Quite aside from initially being limited to 11 European countries, the iPlayer app also differs from the standard iPlayer service (which runs on the same lines as the ABC's iView) in two important ways. On the upside, it lets you download shows for offline viewing. On the downside, it doesn't provide direct access to many recent BBC broadcasts.
Instead, it has a curated collection of BBC-produced content, including such as excellent but hardly new shows as Fawlty Towers, as well as more recent fare such as Sherlock and Doctor Who. The one obvious regular show visible in the screen grabs is EastEnders. Subscription prices run at €6.99 ($9.10) per month or €49.99 ($65) per year, which gives some indication of what pricing might be in Australia.

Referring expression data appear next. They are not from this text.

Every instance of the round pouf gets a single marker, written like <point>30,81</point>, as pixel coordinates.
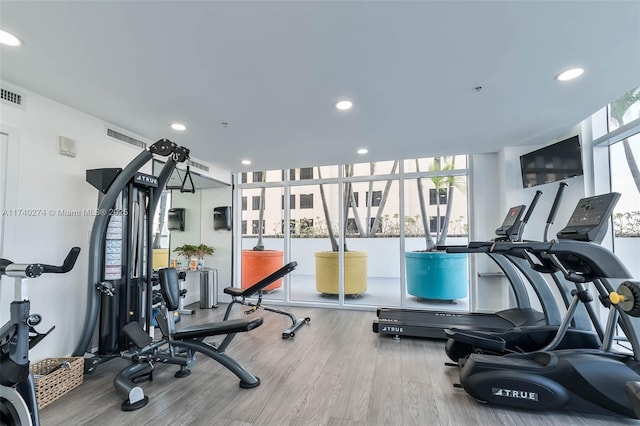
<point>437,275</point>
<point>257,265</point>
<point>355,272</point>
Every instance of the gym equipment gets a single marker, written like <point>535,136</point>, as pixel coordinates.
<point>588,223</point>
<point>177,346</point>
<point>121,251</point>
<point>18,404</point>
<point>239,295</point>
<point>592,380</point>
<point>432,324</point>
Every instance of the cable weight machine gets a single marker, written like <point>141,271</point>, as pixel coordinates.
<point>120,251</point>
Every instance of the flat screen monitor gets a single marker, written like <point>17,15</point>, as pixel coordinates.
<point>552,163</point>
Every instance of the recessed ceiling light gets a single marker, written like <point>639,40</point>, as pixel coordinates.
<point>570,74</point>
<point>344,105</point>
<point>9,39</point>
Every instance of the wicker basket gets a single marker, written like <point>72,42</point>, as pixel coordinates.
<point>53,378</point>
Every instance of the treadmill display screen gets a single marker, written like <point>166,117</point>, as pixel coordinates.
<point>589,220</point>
<point>512,216</point>
<point>590,212</point>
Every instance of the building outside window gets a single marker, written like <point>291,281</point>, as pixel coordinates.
<point>292,201</point>
<point>257,177</point>
<point>306,173</point>
<point>433,199</point>
<point>255,226</point>
<point>306,201</point>
<point>376,196</point>
<point>375,229</point>
<point>255,202</point>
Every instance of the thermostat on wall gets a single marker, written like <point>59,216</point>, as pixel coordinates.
<point>67,146</point>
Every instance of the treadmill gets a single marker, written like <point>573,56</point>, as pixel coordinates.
<point>589,380</point>
<point>588,224</point>
<point>432,324</point>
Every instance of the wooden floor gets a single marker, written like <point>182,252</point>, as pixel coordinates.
<point>335,371</point>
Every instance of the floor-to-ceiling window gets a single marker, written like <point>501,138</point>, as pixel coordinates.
<point>365,212</point>
<point>621,128</point>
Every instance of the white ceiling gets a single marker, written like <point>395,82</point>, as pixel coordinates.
<point>273,71</point>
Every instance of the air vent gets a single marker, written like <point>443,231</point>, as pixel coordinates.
<point>197,165</point>
<point>12,97</point>
<point>126,139</point>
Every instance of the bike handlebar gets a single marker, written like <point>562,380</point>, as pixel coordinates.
<point>34,270</point>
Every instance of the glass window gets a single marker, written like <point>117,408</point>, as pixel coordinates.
<point>354,201</point>
<point>292,201</point>
<point>306,201</point>
<point>257,177</point>
<point>255,202</point>
<point>372,169</point>
<point>433,164</point>
<point>625,179</point>
<point>625,109</point>
<point>376,197</point>
<point>255,227</point>
<point>433,200</point>
<point>306,173</point>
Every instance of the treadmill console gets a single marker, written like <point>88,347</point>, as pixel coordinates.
<point>511,224</point>
<point>590,218</point>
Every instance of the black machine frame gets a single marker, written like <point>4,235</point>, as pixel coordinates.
<point>129,196</point>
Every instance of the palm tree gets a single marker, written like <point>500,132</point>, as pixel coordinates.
<point>618,109</point>
<point>349,201</point>
<point>441,183</point>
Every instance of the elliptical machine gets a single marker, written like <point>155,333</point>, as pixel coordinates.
<point>591,380</point>
<point>18,405</point>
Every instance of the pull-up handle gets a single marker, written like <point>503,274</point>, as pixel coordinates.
<point>554,210</point>
<point>527,215</point>
<point>34,270</point>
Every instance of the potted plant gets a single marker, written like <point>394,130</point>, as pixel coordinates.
<point>258,262</point>
<point>355,262</point>
<point>434,274</point>
<point>194,254</point>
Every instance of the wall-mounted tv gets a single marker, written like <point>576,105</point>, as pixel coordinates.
<point>552,163</point>
<point>222,218</point>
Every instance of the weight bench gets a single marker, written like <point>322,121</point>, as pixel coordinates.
<point>178,345</point>
<point>239,295</point>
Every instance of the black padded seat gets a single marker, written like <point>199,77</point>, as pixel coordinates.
<point>216,328</point>
<point>234,291</point>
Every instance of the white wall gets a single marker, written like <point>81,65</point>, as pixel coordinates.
<point>219,239</point>
<point>40,178</point>
<point>199,229</point>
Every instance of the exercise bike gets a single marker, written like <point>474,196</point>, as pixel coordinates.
<point>18,405</point>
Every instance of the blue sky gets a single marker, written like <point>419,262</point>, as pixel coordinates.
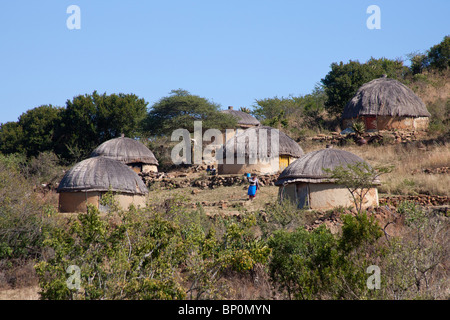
<point>230,52</point>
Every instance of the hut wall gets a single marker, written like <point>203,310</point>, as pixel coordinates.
<point>288,192</point>
<point>125,200</point>
<point>323,196</point>
<point>259,168</point>
<point>390,123</point>
<point>78,201</point>
<point>149,168</point>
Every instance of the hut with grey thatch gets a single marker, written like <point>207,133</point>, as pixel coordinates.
<point>244,120</point>
<point>261,150</point>
<point>88,181</point>
<point>129,151</point>
<point>385,104</point>
<point>305,182</point>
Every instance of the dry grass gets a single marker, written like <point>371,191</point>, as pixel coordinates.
<point>408,177</point>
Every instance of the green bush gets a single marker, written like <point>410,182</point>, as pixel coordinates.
<point>320,265</point>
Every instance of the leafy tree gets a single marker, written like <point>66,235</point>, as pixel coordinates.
<point>11,138</point>
<point>439,55</point>
<point>320,265</point>
<point>89,120</point>
<point>32,133</point>
<point>274,111</point>
<point>180,109</point>
<point>38,126</point>
<point>22,215</point>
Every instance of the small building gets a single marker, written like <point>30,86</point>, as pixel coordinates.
<point>386,104</point>
<point>244,120</point>
<point>288,151</point>
<point>129,151</point>
<point>87,182</point>
<point>305,183</point>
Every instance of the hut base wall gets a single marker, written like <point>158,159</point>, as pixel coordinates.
<point>149,168</point>
<point>78,201</point>
<point>259,168</point>
<point>325,196</point>
<point>391,123</point>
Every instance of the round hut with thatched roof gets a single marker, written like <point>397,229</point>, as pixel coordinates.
<point>385,104</point>
<point>88,181</point>
<point>256,151</point>
<point>244,120</point>
<point>129,151</point>
<point>306,183</point>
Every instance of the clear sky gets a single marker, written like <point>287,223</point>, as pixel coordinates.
<point>230,52</point>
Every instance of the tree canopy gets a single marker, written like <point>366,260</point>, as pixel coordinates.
<point>33,133</point>
<point>180,109</point>
<point>88,120</point>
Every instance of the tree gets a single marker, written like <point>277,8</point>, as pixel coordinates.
<point>11,138</point>
<point>33,133</point>
<point>358,178</point>
<point>89,120</point>
<point>180,109</point>
<point>38,126</point>
<point>439,55</point>
<point>342,82</point>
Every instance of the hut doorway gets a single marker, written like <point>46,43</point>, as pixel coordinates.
<point>370,122</point>
<point>284,162</point>
<point>302,195</point>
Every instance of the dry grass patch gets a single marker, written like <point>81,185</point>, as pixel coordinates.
<point>408,177</point>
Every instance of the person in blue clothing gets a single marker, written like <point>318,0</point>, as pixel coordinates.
<point>254,186</point>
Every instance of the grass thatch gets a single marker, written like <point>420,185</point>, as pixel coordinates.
<point>385,97</point>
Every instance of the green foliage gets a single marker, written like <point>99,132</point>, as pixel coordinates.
<point>33,133</point>
<point>180,109</point>
<point>134,258</point>
<point>21,215</point>
<point>11,138</point>
<point>358,178</point>
<point>439,55</point>
<point>320,265</point>
<point>342,82</point>
<point>359,127</point>
<point>89,120</point>
<point>137,254</point>
<point>413,264</point>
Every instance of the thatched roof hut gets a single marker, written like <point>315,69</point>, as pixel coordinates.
<point>387,103</point>
<point>244,119</point>
<point>129,151</point>
<point>307,184</point>
<point>288,151</point>
<point>88,180</point>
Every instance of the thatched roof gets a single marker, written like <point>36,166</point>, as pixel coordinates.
<point>243,118</point>
<point>286,146</point>
<point>126,150</point>
<point>309,168</point>
<point>385,97</point>
<point>102,174</point>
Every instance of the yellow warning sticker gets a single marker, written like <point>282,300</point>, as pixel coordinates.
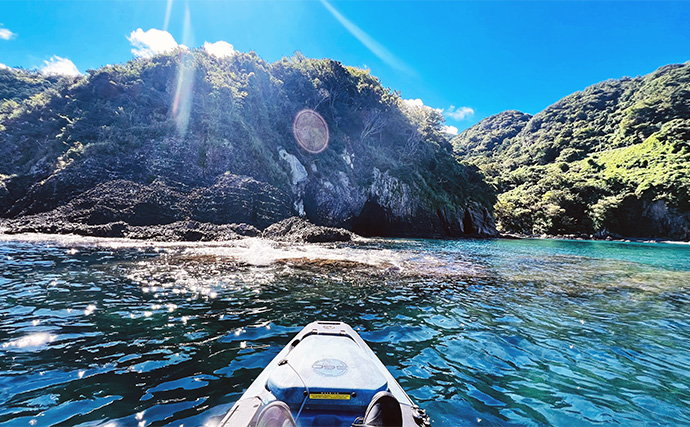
<point>330,395</point>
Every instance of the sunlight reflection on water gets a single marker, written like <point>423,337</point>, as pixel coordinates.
<point>507,332</point>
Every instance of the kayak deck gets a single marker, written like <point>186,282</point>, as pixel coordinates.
<point>327,375</point>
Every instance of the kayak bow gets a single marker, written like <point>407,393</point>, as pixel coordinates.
<point>326,376</point>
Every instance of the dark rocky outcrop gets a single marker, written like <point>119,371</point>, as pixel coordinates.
<point>114,147</point>
<point>299,230</point>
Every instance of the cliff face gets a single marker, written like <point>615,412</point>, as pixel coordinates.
<point>188,136</point>
<point>613,159</point>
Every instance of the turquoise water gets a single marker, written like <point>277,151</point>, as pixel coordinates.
<point>479,332</point>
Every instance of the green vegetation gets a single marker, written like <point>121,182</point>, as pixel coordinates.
<point>612,159</point>
<point>61,137</point>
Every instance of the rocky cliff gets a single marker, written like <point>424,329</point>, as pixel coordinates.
<point>191,137</point>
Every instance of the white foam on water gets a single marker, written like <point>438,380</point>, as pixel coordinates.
<point>32,341</point>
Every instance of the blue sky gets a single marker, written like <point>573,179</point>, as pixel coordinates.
<point>471,59</point>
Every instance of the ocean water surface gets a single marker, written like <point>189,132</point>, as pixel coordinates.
<point>479,332</point>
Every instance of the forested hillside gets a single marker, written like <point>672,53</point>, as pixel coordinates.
<point>190,136</point>
<point>613,159</point>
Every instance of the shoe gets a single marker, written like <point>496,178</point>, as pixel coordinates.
<point>275,414</point>
<point>383,411</point>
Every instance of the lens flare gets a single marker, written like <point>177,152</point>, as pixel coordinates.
<point>311,131</point>
<point>182,104</point>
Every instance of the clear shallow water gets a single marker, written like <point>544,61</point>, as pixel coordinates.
<point>499,332</point>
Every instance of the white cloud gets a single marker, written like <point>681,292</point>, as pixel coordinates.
<point>452,130</point>
<point>57,66</point>
<point>6,34</point>
<point>219,49</point>
<point>418,103</point>
<point>151,43</point>
<point>413,103</point>
<point>460,113</point>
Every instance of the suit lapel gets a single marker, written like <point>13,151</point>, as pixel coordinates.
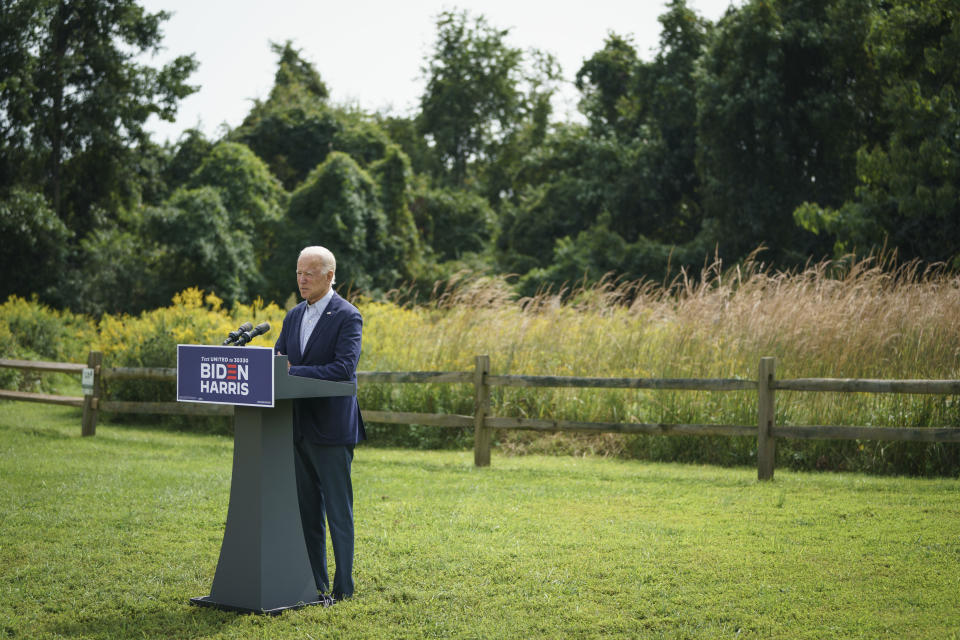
<point>295,332</point>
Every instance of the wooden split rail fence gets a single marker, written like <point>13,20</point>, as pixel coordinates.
<point>765,386</point>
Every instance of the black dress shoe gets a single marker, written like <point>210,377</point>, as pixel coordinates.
<point>325,600</point>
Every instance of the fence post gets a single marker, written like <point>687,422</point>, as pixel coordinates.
<point>481,434</point>
<point>766,410</point>
<point>91,403</point>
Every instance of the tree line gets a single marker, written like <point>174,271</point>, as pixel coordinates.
<point>810,128</point>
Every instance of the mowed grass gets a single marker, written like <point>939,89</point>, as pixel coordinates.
<point>110,536</point>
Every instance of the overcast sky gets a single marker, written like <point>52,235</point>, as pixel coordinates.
<point>370,52</point>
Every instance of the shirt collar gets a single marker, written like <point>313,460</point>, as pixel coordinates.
<point>321,304</point>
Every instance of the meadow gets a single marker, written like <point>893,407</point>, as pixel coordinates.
<point>854,319</point>
<point>109,537</point>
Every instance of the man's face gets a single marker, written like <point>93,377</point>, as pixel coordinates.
<point>312,280</point>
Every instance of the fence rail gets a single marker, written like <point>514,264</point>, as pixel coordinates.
<point>765,386</point>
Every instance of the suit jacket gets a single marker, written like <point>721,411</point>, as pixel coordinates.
<point>331,353</point>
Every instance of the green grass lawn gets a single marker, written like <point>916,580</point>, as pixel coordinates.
<point>110,536</point>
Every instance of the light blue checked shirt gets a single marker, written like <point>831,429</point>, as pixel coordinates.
<point>311,316</point>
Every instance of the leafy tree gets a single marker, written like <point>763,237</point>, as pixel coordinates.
<point>294,129</point>
<point>338,206</point>
<point>453,222</point>
<point>188,154</point>
<point>566,185</point>
<point>635,162</point>
<point>784,101</point>
<point>606,82</point>
<point>908,193</point>
<point>471,97</point>
<point>393,176</point>
<point>252,196</point>
<point>33,238</point>
<point>75,98</point>
<point>197,245</point>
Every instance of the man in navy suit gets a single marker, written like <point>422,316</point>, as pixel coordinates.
<point>321,338</point>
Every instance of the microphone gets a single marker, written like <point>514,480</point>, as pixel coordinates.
<point>233,336</point>
<point>247,336</point>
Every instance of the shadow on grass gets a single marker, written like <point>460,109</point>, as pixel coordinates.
<point>177,620</point>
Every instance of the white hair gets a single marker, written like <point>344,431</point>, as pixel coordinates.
<point>325,256</point>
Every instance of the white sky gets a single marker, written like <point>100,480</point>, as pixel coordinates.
<point>369,52</point>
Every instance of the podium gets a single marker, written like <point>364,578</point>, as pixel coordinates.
<point>263,566</point>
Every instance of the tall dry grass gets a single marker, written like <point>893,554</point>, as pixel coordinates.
<point>863,318</point>
<point>867,318</point>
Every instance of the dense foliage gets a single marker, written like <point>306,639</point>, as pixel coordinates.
<point>808,127</point>
<point>830,321</point>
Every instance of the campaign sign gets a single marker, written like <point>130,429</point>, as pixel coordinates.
<point>225,375</point>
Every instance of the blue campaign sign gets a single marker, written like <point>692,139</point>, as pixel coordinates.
<point>225,375</point>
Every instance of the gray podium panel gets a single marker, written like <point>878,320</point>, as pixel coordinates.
<point>264,566</point>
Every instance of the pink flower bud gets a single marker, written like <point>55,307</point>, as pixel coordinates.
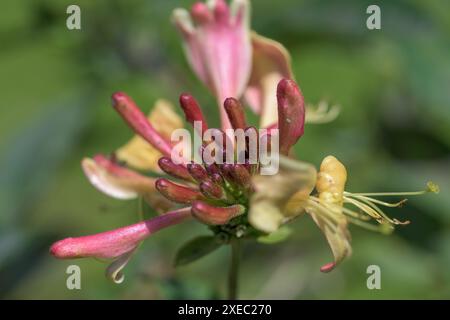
<point>215,215</point>
<point>291,114</point>
<point>176,192</point>
<point>137,121</point>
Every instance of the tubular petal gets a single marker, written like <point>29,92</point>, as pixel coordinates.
<point>114,243</point>
<point>114,180</point>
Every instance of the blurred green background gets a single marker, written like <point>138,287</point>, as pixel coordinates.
<point>393,134</point>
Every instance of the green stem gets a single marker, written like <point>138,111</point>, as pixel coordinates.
<point>234,269</point>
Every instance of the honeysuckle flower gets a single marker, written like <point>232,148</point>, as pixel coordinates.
<point>326,207</point>
<point>233,61</point>
<point>217,45</point>
<point>216,194</point>
<point>117,245</point>
<point>235,200</point>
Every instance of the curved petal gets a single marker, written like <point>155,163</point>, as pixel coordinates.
<point>115,180</point>
<point>269,206</point>
<point>138,153</point>
<point>336,232</point>
<point>115,243</point>
<point>271,63</point>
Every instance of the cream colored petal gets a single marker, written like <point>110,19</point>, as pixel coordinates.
<point>281,197</point>
<point>116,181</point>
<point>138,153</point>
<point>265,216</point>
<point>271,63</point>
<point>337,235</point>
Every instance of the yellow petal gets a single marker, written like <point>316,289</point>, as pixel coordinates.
<point>281,197</point>
<point>116,181</point>
<point>138,153</point>
<point>337,235</point>
<point>271,63</point>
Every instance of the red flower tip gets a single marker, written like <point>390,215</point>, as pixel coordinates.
<point>192,111</point>
<point>197,172</point>
<point>200,13</point>
<point>215,215</point>
<point>212,190</point>
<point>328,267</point>
<point>221,11</point>
<point>235,113</point>
<point>291,114</point>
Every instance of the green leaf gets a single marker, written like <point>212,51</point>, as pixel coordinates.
<point>275,237</point>
<point>196,249</point>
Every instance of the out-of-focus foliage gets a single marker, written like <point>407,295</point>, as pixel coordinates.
<point>393,134</point>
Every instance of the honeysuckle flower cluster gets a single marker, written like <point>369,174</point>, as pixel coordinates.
<point>233,199</point>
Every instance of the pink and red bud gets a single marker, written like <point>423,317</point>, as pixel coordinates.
<point>291,114</point>
<point>235,113</point>
<point>192,111</point>
<point>212,190</point>
<point>175,170</point>
<point>197,172</point>
<point>177,193</point>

The BBC has said it plans a global rollout of the app, but hasn't provided a timetable. I'm a big fan of iPlayer when I hit the UK, but given how frequently BBC content is repeated on secondary digital channels in Australia (to say nothing of pay TV options like UK Gold), I don't think this approach is going to be a particularly appealing model for Australians. I would happily pay the BBC money for access to some current broadcasts (especially for shows like Have I Got News For You? and Mock The Week which never get exported). For classic TV, I already have plenty of other options.
It's no surprise that the BBC is using the iPad to roll this service out rather than a browser-based service, which is how iPlayer runs in the UK. Using the iPad makes it easier to block access to non-subscribers and minimise distribution of downloaded files. For Australian users, right now using some kind of VPN service to access the original iPlayer is still the most viable option.